Piłkarze Ruchu zdają sobie sprawę z faktu, że nie mają większych szans na awans do dalszych gier. Ze Śląskiem trudno się wygrywa. Jednak strzelić rywalowi trzy lub cztery gole to dla Niebieskich "utopia". Wprawdzie chorzowianie w Pucharze Polski pokonali Zagłębie Lubin 3:0 i w takich samych rozmiarach rozprawili się w lidze z Polonią Bytom. Nie wydaje się jednak, że podopieczni Ryszarda Tarasiewicza wypuszczą z rąk ogromną szansę otrzymaną przez los.

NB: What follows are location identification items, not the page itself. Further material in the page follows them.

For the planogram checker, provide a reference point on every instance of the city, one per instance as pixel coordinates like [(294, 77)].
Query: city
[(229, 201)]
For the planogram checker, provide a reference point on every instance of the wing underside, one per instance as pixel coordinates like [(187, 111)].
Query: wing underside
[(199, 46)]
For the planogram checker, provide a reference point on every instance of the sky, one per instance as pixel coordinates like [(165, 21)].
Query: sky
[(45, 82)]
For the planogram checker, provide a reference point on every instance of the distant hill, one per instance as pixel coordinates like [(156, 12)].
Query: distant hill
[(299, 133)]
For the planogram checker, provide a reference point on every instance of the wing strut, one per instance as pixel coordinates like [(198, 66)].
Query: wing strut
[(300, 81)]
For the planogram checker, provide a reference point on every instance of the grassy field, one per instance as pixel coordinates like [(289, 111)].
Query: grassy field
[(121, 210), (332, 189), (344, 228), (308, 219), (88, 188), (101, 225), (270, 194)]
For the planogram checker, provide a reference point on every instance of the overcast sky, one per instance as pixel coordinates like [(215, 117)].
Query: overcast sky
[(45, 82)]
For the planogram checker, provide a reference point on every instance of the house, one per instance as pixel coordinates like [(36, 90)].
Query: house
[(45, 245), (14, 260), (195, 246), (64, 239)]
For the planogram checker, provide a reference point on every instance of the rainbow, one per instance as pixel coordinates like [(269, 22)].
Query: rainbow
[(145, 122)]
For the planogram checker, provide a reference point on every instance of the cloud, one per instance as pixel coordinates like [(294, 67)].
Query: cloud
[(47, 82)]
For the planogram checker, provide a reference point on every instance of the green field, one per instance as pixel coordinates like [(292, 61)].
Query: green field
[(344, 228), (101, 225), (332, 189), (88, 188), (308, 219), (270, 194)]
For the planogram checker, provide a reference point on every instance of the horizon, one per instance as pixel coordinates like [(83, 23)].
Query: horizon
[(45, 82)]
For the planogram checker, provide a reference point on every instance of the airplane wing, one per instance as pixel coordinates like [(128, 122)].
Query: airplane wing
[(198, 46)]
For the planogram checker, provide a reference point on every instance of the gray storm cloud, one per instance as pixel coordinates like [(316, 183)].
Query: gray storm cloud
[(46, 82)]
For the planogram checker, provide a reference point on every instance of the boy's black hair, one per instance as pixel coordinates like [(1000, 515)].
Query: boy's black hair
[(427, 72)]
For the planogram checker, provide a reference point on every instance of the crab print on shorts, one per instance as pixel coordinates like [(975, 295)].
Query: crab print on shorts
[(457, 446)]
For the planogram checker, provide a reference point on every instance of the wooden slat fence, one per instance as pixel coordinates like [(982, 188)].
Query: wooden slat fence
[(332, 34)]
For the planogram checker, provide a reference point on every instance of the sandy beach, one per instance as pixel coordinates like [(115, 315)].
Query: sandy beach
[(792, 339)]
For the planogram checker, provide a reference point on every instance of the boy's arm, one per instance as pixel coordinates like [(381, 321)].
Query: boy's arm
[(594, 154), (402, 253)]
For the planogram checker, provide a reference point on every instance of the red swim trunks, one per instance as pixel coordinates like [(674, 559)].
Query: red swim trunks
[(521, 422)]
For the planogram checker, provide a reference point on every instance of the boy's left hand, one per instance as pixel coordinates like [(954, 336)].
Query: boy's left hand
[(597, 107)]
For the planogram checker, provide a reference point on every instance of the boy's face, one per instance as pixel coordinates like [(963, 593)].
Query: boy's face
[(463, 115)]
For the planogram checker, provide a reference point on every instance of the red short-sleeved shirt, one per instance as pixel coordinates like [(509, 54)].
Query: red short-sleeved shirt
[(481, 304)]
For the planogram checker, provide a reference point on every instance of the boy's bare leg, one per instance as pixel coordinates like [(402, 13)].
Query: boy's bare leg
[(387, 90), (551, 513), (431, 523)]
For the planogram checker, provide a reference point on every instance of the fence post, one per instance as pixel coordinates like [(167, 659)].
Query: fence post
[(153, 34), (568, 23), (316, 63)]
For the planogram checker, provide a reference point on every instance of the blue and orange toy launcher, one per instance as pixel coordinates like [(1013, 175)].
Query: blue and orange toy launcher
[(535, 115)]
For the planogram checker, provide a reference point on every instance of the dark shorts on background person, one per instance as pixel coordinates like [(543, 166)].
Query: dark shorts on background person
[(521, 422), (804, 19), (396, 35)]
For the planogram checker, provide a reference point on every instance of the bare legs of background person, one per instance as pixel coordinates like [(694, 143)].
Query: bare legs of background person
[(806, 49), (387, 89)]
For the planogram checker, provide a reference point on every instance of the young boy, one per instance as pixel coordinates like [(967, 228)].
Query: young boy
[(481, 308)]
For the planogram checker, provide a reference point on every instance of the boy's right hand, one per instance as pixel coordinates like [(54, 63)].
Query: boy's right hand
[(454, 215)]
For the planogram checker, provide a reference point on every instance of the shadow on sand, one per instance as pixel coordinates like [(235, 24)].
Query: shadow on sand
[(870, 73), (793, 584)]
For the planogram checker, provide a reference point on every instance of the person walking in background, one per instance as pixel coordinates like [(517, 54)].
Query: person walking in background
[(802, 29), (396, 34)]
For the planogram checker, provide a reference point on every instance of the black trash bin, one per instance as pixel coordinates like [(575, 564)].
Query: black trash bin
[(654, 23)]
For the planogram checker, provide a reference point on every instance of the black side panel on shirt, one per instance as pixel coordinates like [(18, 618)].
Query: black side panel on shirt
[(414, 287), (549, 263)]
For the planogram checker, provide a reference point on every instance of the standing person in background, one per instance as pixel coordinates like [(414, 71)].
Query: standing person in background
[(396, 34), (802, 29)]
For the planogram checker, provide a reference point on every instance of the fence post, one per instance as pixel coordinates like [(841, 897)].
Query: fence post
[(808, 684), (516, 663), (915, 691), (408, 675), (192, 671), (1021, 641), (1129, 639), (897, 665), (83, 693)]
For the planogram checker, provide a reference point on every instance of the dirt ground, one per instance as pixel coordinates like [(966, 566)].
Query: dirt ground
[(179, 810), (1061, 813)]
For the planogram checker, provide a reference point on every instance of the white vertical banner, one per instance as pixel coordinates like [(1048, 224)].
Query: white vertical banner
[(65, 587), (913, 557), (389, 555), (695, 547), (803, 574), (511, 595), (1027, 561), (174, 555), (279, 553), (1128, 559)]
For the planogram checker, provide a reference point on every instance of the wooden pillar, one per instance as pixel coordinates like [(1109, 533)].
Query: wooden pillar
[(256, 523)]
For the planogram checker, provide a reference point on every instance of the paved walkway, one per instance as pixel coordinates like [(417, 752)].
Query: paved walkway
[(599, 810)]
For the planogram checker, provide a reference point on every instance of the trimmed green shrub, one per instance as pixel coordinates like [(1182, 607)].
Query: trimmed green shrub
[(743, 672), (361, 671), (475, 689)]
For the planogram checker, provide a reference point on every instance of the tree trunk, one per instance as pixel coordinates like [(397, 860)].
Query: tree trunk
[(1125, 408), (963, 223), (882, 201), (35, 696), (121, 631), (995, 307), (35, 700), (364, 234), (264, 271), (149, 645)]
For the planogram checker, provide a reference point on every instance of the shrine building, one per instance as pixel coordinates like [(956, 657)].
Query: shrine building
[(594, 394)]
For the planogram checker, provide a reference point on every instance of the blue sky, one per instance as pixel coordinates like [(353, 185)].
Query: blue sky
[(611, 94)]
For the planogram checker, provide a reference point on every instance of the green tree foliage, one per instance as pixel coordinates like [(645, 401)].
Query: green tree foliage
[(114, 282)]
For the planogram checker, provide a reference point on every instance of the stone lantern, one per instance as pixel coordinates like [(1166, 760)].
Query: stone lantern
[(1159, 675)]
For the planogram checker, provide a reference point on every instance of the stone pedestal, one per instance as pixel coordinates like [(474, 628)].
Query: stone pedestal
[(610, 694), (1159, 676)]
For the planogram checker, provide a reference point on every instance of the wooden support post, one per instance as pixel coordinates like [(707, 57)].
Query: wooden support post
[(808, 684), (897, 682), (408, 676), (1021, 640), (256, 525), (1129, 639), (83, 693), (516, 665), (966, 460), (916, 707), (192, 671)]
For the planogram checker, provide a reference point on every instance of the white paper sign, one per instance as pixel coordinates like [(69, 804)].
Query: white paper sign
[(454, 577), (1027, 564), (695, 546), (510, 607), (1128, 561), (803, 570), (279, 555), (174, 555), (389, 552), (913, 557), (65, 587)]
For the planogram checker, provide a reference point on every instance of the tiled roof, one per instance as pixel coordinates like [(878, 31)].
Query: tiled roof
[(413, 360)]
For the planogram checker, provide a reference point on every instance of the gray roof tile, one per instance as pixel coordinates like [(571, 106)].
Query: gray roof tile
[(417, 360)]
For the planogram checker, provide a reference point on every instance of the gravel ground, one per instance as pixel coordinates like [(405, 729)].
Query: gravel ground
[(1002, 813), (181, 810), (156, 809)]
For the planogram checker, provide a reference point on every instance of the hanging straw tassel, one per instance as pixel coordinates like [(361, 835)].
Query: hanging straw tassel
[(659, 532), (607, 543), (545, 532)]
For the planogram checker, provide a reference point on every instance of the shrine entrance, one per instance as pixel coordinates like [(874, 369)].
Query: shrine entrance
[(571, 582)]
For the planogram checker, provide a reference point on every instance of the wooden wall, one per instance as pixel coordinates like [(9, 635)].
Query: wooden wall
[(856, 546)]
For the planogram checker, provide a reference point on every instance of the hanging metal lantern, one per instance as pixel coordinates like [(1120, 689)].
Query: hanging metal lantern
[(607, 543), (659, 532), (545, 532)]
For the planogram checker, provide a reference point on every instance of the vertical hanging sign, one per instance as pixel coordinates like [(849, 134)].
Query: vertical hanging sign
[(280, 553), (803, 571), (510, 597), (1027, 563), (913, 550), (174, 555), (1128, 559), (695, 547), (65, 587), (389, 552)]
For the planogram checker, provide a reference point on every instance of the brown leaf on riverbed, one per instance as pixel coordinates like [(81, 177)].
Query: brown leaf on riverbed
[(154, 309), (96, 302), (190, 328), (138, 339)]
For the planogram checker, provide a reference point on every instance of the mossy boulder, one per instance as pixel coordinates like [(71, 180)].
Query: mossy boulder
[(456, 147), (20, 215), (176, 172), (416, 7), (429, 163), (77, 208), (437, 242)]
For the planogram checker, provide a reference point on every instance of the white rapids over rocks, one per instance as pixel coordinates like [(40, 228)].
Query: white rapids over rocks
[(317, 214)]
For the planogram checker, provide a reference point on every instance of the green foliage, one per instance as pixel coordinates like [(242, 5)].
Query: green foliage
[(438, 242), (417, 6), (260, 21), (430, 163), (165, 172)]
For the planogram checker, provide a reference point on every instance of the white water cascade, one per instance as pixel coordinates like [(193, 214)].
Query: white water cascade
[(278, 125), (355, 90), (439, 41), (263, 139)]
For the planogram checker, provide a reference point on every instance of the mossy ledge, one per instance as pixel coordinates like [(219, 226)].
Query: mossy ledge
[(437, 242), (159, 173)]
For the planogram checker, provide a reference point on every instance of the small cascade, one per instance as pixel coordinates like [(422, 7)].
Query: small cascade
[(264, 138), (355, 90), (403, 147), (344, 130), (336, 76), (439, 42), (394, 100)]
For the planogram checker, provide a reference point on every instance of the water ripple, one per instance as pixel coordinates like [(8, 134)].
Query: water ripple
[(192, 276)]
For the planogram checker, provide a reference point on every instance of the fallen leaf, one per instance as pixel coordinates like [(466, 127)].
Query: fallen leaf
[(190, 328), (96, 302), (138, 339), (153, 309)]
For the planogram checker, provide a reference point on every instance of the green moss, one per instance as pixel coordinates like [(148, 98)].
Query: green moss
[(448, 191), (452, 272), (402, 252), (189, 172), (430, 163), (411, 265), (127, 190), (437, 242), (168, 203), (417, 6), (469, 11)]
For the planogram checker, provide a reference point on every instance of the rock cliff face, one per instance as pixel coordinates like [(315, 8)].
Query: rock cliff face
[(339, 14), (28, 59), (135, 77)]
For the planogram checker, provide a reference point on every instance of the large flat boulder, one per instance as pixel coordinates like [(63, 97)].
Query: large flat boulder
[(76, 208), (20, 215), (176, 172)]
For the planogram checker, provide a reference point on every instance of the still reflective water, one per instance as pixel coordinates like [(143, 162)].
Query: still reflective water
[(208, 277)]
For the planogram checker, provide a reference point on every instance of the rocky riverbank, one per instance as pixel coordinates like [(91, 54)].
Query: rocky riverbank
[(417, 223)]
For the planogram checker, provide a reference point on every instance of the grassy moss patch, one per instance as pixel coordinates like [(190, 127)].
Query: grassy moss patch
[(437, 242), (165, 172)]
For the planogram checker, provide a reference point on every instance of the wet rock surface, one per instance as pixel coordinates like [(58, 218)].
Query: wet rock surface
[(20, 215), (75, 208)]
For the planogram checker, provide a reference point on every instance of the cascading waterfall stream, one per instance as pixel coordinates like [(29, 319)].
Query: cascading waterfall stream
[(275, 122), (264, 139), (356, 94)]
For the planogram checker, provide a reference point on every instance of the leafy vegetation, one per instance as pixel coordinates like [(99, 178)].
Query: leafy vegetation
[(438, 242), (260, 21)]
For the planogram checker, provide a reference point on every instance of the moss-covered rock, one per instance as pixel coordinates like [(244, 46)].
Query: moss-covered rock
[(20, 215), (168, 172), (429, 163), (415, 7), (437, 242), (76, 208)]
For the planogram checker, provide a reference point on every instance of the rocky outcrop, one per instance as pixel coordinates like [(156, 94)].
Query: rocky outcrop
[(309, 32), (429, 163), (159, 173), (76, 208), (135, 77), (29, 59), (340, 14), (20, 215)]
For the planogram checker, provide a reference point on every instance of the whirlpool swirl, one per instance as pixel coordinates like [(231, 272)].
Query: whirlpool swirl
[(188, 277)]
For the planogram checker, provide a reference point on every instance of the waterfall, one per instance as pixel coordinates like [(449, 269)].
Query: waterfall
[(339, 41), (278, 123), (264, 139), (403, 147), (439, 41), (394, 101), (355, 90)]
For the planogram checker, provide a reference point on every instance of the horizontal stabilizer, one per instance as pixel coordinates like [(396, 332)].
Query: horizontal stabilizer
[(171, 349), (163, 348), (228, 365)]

Dodajmy, że na Stadion Śląski po raz pierwszy od Wielkich Derbów Śląska wpuszczeni zostaną kibice. Gdyby nie feralne zmiany, frekwencja na chorzowskim obiekcie mogła być porównywalna do tej w ligowych spotkaniach.

W poniedziałkowym meczu Ruch zagra osłabiony brakiem pauzujących za nadmiar kartek Pavola Balaża, Ariela Jakubowskiego oraz Artura Sobiecha. We Wrocławiu murawę z powodu urazu opuścił Remigiusz Jezierski, który również nie będzie brany pod uwagę w ustalaniu kadry na mecz. W zespole Śląska zabraknie przede wszystkim Sebastiana Mili. Były reprezentant Polski za dwie żółte kartki musi pauzować w jednym meczu. Jednak lider zespołu z Oporowskiej tylko sędziemu powinien dziękować, że za faul bez piłki na Rafale Grodzickim nie wyleciał z boiska. W wypadku Mili Komisja Ligi nie zadziałała jednak tak szybko jak w przypadku ogłoszenia walkowera dla wrocławian i nie ukarała zawodnika. Oprócz blondwłosego pomocnika Ryszard Tarasiewicz nie zabierze do Chorzowa lekko kontuzjowanego Vuka Sotirovicia oraz zmagających się z poważniejszymi urazami Antoniego Łukasiewicza i Dariusza Sztylki. Przed ligowymi pojedynkami będą mogli również odpocząć Krzysztof Kaczmarek i Vladimir Cap.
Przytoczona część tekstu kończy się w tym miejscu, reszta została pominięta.